Per questo da Legambiente lanciano un appello al ministero dell’Ambiente «per chiedere che venga istituito in tempi rapidi un tavolo tecnico e di confronto al dicastero con regioni, aree protette e associazioni perché la grande sfida da affrontare è il miglioramento della gestione e la convivenza con l’orso, e lo si può fare solo insieme con il supporto della scienza e coinvolgendo in uno step successivo anche le comunità locali. Solo così si potrà evitare che si dia il via ad una nuova caccia alle streghe che abbia per protagonista l’orso, rischiando di far crescere e aumentare la paura nelle comunità locali e tra i turisti».
Nel merito, Legambiente ricorda che questo appare come il primo caso registrato nel nostro Paese negli ultimi 150 anni di un’aggressione di un orso che provoca una vittima, a fronte di 7 aggressioni ufficialmente registrate nell’area alpina italiana negli ultimi anni e qualche decina di contatti diretti tra il plantigrado e l’uomo.

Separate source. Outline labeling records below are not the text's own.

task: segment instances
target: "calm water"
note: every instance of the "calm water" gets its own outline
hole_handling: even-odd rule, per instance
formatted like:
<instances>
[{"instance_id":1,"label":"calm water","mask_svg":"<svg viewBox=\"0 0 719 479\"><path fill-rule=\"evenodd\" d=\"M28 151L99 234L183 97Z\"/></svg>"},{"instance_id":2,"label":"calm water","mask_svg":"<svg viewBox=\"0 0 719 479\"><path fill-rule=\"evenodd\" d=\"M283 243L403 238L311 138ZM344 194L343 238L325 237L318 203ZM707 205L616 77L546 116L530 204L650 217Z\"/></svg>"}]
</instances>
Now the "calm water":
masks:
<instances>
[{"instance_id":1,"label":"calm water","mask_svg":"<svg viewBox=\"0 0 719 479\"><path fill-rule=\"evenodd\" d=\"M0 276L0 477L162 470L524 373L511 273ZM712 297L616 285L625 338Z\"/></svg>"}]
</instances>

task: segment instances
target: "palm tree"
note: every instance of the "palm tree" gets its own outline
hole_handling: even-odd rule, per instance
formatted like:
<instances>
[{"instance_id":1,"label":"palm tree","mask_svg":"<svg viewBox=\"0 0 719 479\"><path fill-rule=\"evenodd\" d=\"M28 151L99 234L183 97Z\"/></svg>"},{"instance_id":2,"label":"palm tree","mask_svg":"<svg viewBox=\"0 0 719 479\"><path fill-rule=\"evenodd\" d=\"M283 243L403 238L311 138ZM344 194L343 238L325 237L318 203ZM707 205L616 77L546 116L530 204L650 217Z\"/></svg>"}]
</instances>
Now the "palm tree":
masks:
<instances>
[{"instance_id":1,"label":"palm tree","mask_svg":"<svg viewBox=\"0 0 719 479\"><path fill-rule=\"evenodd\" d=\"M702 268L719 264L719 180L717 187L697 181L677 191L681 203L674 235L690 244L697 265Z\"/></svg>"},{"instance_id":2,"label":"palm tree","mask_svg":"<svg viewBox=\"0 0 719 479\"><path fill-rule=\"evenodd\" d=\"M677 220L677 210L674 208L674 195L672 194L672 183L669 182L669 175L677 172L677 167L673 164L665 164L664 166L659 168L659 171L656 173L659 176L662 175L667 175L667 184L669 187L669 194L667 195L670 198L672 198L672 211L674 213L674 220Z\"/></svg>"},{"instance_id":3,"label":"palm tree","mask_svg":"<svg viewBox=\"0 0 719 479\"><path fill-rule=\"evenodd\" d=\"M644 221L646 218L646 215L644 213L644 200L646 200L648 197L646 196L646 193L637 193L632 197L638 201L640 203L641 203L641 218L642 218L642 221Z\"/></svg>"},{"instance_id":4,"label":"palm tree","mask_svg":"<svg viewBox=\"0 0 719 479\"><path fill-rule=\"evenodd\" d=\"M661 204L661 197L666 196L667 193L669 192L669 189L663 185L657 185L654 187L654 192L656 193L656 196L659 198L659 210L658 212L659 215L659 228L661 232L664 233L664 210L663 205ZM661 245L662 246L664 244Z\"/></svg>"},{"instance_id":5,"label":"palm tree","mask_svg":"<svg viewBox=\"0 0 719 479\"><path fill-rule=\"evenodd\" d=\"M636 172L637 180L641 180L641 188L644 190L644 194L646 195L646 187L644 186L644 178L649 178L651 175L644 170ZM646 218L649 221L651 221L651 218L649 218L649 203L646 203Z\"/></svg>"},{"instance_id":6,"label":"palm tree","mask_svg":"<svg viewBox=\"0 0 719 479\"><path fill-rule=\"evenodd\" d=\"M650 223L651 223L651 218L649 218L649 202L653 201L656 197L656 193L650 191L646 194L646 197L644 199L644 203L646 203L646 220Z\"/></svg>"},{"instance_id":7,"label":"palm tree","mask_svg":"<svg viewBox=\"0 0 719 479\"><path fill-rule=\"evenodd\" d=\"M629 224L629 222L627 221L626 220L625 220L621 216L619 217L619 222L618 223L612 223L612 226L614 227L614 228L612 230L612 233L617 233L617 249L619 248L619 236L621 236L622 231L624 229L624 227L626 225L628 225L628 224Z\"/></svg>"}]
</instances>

In particolare, riguardo le affermazioni del presidente Fugatti sulla non sostenibilità del progetto Life Ursus, il Cigno verde evidenzia che la «reintroduzione dell’orso bruno nelle aree del Brenta, dove era in via di estinzione, è stata un’iniziativa importante dal punto di vista ecologico, riportando una specie iconica sulle Alpi centrali, e ha avuto anche importanti ricadute sull’immagine del territorio. Sicuramente quanto accaduto in Trentino apre anche una riflessione sul futuro del progetto in questione, che però non deve essere sminuito. Al presidente Fugatti, Legambiente sottolinea, inoltre, che quello che è mancato in Trentino-Alto-Adige, negli ultimi 10-15 anni, è una campagna di comunicazione e informazione che potesse aiutare a costruire una convivenza e a gestire le situazioni problematiche, si è preferito invece costruire un clima di allarme e contrapposizione».